1. Tuesday morning: Saw a taxi driver drive on the sidewalk to avoid stopping at a stoplight.
2. Tuesday morning: Flipped off a guy in large blue truck for making a left turn at the exact same time our car was in front of him. It seemed that he was thinking he could pull in front of us if he just went fast enough.
3. Tuesday morning 30 seconds later: Moronic woman changes lanes in front of us without signaling, tries to use car to cut in the car line in front of her. There was a right and a left lane. The right lane was for turning onto a bridge. She pulled over into the right lane and then straddled the dividing line as she tried to pull into the left lane. I flipped her off.
4. Wednesday afternoon: Took a ride with a guy who missed two red lights within 200 meters of each other.
5. Thursday night: Rode down a road with my wife. Cars were parked on both sides of the road. In one instance, cars were parked on both sides of the road and a truck was double parking them in, meaning two lanes of traffic were taken up on a two lane road.
6. Thursday night, on two different occasions cars game speeding out of cross streets and then skidded to stops with their cars hanging in the middle of the road, after they finally looked to the left side and saw that there was cross traffic coming.
7. Later Thursday night: Teenage girl on a bicycle was riding in the middle of the road while talking on a phone.
8. Friday morning: Had to restrain my self from yelling at elementary student for walking across a very dangerous three way intersection diagonally. I figured it wouldn't make any difference because I lack the Korean to talk any sense into the kid, but I think sense left the building when his parents let him walk around busy streets by himself. (He looked to be about six or seven.)

Well that's enough whinging for one day.

Wednesday, September 1, 2010

Geumsan Restaurant Review 진우동

"Fun Times in South East Korea. Korea's most respected expat blog about restaurants in Jinju's Geumsan Myeon."

The last place I reviewed went belly up and is now going to become a Mom's Touch. I feel this is kind of a loss for Geumsan. 태우 만두 was pretty good, but so is Mom's Touch. I don't know if I'll eat at Mom's Touch though. I like to eat in Geumsan, only when I'm having lunch, and I feel that Mom's touch requires beer. I don't think that it is a very good idea for me to be having work beers between classes.

A few weeks ago a new 분식 chain restaurant opened up in Geumsan. It is called "Jin Oodong." I've been there three times this week, and one time before I went home.

The first time I went there I had the Oodong. Oodon, is usually too salty or not salty enough, or too fishy. This Oodong was passable. I don't really remember it too much.

Last Tuesday I had some Bi bim Mandu. A lot of small places like this do Bi Bim Mandu by frying empty skins and then leaving the vegetables to be filled. This place simply uses fried mandu with the vegetable medley. I think that I like the later version better.

Yesterday I had some Kimchi Chiggae and Kimbab. This wasn't a very memorable meal.

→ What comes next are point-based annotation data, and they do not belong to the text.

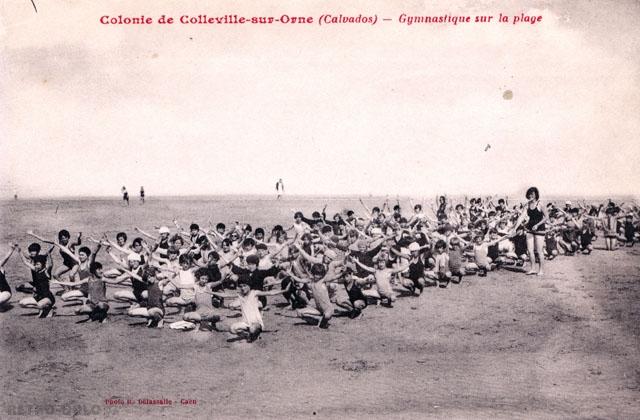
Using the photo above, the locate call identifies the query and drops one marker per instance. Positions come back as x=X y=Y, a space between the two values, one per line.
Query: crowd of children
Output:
x=323 y=267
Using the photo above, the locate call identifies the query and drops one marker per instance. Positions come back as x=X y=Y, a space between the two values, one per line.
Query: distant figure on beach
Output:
x=279 y=188
x=125 y=195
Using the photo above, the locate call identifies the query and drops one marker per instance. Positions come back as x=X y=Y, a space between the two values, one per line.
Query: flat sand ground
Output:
x=506 y=346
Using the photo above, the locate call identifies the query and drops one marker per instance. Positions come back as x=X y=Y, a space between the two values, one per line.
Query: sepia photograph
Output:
x=320 y=210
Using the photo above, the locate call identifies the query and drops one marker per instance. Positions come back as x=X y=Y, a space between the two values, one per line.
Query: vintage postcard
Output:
x=319 y=209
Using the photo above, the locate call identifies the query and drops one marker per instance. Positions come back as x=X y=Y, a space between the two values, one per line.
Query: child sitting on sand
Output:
x=5 y=289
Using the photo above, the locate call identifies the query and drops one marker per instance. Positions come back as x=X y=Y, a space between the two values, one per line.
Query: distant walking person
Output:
x=125 y=195
x=279 y=188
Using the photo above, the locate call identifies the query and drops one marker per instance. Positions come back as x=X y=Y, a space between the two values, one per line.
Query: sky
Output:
x=333 y=109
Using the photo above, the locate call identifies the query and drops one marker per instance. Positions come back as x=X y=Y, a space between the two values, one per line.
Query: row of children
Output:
x=323 y=267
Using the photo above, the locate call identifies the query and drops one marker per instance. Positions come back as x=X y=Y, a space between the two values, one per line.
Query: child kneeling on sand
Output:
x=251 y=325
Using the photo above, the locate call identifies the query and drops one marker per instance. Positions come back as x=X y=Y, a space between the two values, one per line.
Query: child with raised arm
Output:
x=204 y=313
x=154 y=312
x=33 y=250
x=42 y=298
x=356 y=300
x=95 y=305
x=323 y=311
x=441 y=273
x=5 y=289
x=132 y=271
x=183 y=282
x=79 y=273
x=251 y=325
x=382 y=275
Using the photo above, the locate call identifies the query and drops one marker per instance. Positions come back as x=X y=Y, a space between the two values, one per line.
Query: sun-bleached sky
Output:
x=332 y=109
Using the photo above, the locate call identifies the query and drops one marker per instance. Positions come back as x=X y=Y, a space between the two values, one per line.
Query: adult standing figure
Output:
x=125 y=195
x=279 y=188
x=535 y=219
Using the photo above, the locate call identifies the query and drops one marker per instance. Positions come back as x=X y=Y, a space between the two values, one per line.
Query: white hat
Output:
x=331 y=254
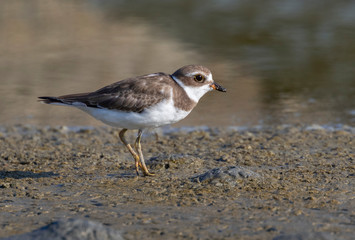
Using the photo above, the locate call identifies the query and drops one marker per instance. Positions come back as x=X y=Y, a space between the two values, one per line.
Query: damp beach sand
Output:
x=284 y=182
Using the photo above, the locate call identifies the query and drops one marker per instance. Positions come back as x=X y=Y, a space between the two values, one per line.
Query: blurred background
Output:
x=282 y=61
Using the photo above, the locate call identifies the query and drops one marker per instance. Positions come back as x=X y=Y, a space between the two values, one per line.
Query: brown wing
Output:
x=133 y=94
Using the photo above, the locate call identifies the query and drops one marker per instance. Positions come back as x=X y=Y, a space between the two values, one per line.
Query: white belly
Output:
x=163 y=113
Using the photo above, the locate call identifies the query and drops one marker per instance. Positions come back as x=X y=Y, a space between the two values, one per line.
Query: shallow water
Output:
x=283 y=62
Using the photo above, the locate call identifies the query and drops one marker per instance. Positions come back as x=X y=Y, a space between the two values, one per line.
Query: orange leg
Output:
x=130 y=149
x=138 y=148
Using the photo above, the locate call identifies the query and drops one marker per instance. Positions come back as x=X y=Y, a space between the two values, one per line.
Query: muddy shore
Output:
x=284 y=182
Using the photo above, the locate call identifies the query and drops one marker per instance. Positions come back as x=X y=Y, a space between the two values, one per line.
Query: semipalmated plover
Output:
x=143 y=102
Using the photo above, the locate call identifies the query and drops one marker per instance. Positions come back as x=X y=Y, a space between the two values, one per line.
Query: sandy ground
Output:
x=285 y=182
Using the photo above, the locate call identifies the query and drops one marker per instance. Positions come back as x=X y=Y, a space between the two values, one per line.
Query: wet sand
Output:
x=285 y=182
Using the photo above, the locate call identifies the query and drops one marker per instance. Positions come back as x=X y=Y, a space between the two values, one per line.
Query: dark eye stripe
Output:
x=199 y=78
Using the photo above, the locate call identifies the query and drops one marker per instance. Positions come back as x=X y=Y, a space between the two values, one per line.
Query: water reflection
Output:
x=282 y=61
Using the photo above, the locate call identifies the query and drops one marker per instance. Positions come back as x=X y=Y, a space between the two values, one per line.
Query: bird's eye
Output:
x=199 y=78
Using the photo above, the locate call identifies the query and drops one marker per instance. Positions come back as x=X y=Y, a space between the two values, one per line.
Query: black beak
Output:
x=217 y=87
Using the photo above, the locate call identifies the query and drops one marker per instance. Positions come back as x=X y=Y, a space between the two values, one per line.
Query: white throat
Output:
x=195 y=93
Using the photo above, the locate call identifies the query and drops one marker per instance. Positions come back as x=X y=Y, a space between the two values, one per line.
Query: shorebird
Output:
x=142 y=102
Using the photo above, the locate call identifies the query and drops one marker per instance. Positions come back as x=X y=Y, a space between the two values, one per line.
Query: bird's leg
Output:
x=138 y=148
x=130 y=149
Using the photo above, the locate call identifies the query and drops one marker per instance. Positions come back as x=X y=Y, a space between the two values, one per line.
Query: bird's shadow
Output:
x=26 y=174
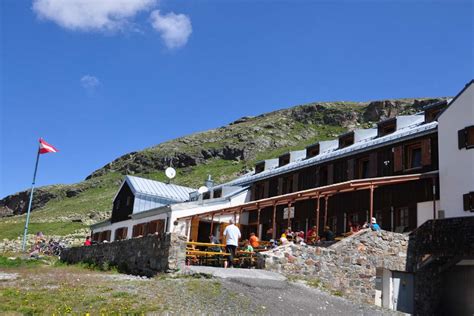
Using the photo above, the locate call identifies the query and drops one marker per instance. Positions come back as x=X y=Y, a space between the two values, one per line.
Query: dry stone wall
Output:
x=145 y=256
x=348 y=266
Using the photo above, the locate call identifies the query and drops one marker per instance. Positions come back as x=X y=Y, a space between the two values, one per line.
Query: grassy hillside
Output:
x=224 y=153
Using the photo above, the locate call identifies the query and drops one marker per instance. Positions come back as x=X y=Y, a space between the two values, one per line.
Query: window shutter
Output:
x=468 y=202
x=266 y=189
x=295 y=182
x=426 y=152
x=373 y=165
x=330 y=174
x=462 y=139
x=350 y=169
x=280 y=186
x=318 y=181
x=398 y=158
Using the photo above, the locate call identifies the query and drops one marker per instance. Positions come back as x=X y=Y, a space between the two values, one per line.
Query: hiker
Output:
x=247 y=247
x=232 y=235
x=374 y=225
x=213 y=240
x=312 y=236
x=254 y=241
x=269 y=233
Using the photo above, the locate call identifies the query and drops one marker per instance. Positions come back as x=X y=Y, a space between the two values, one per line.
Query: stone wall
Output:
x=144 y=256
x=434 y=248
x=348 y=266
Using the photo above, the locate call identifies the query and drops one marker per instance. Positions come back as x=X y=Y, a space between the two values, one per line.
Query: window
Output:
x=121 y=233
x=217 y=193
x=259 y=191
x=403 y=217
x=346 y=140
x=312 y=151
x=413 y=157
x=387 y=127
x=466 y=138
x=364 y=164
x=260 y=167
x=468 y=201
x=284 y=160
x=287 y=184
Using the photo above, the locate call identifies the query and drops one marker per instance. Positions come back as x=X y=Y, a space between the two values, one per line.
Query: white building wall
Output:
x=456 y=166
x=424 y=211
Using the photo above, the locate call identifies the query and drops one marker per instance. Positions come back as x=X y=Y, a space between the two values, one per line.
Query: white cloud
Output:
x=91 y=15
x=89 y=82
x=175 y=29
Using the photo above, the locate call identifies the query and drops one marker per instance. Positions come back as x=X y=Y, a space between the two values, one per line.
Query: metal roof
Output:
x=408 y=131
x=141 y=186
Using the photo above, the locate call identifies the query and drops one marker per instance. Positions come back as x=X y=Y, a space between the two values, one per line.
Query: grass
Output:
x=15 y=230
x=48 y=290
x=18 y=263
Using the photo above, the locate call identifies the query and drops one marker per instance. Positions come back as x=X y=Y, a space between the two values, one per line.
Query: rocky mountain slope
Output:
x=224 y=152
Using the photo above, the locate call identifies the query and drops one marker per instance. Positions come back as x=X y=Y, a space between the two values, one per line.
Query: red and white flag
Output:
x=46 y=148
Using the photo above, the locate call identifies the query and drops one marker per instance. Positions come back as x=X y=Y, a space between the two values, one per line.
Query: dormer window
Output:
x=346 y=140
x=284 y=160
x=432 y=111
x=259 y=167
x=312 y=151
x=386 y=127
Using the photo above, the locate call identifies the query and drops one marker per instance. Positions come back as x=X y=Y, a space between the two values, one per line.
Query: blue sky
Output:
x=121 y=76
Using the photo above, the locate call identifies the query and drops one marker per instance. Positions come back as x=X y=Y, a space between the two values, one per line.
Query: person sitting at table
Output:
x=247 y=246
x=283 y=239
x=215 y=241
x=299 y=239
x=312 y=236
x=254 y=241
x=328 y=234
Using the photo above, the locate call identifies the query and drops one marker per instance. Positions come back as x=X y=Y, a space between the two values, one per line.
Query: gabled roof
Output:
x=412 y=129
x=146 y=187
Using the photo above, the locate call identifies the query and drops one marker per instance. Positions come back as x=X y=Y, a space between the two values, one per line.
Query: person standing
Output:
x=254 y=241
x=232 y=235
x=88 y=241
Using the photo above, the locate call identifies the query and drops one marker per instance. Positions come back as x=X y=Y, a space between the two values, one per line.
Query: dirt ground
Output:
x=49 y=289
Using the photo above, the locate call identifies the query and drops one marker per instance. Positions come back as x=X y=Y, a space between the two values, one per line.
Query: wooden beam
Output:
x=371 y=203
x=317 y=214
x=289 y=218
x=274 y=222
x=258 y=225
x=326 y=200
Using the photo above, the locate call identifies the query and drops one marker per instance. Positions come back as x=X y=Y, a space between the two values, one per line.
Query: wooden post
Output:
x=317 y=215
x=434 y=198
x=212 y=224
x=289 y=219
x=371 y=203
x=274 y=221
x=258 y=224
x=326 y=199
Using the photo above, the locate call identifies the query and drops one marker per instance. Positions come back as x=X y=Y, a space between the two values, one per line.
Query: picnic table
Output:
x=210 y=255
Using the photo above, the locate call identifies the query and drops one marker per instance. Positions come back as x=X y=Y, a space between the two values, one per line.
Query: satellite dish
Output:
x=170 y=172
x=203 y=190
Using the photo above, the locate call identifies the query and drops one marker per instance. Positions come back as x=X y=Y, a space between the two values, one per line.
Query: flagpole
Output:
x=25 y=232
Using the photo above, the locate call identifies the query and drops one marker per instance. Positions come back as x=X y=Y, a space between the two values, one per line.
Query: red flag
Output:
x=46 y=148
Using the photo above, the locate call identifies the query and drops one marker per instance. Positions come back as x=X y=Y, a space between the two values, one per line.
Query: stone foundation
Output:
x=348 y=266
x=144 y=256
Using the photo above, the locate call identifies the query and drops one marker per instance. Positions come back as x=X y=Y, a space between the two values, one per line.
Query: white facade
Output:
x=171 y=213
x=456 y=166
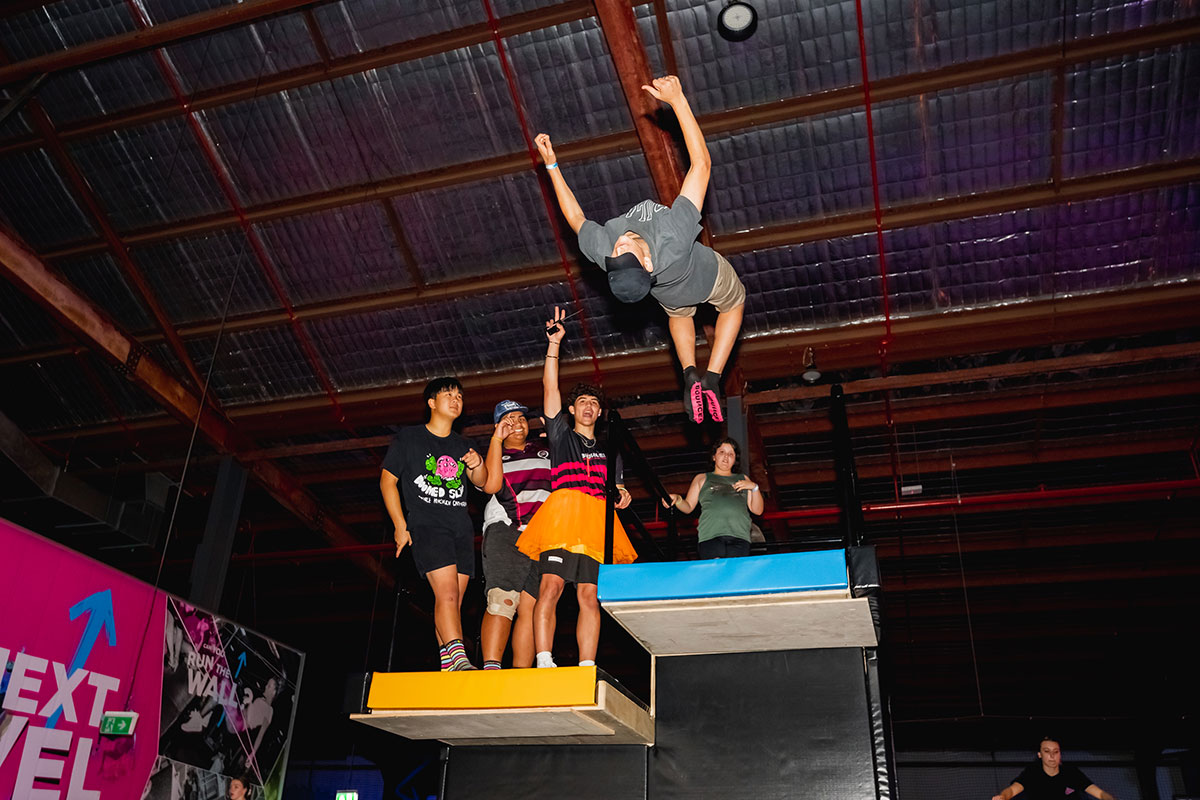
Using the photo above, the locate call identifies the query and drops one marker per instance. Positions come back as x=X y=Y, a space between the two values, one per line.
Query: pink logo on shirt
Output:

The Kimchi in the Chigae was a bit bland. It got points for having some big chunks of pork in it though. The Kimbab tasted a little off, but it was okay.

Today I had hot Bi Bim Bab in a stone bowl. I have to say that this was pretty good.

The highlight of Jin Oodong though is the 반찬. The 반찬 is pretty fresh and numerous. One could get full simply by eating the side dishes. The 계란 말이 (Korean omelet thingy) is flavorful combining a saltiness with a strong onion influence. The other side dishes aren't bad either.

I recommend this place for a good business lunch with friends. Deliveries are also available.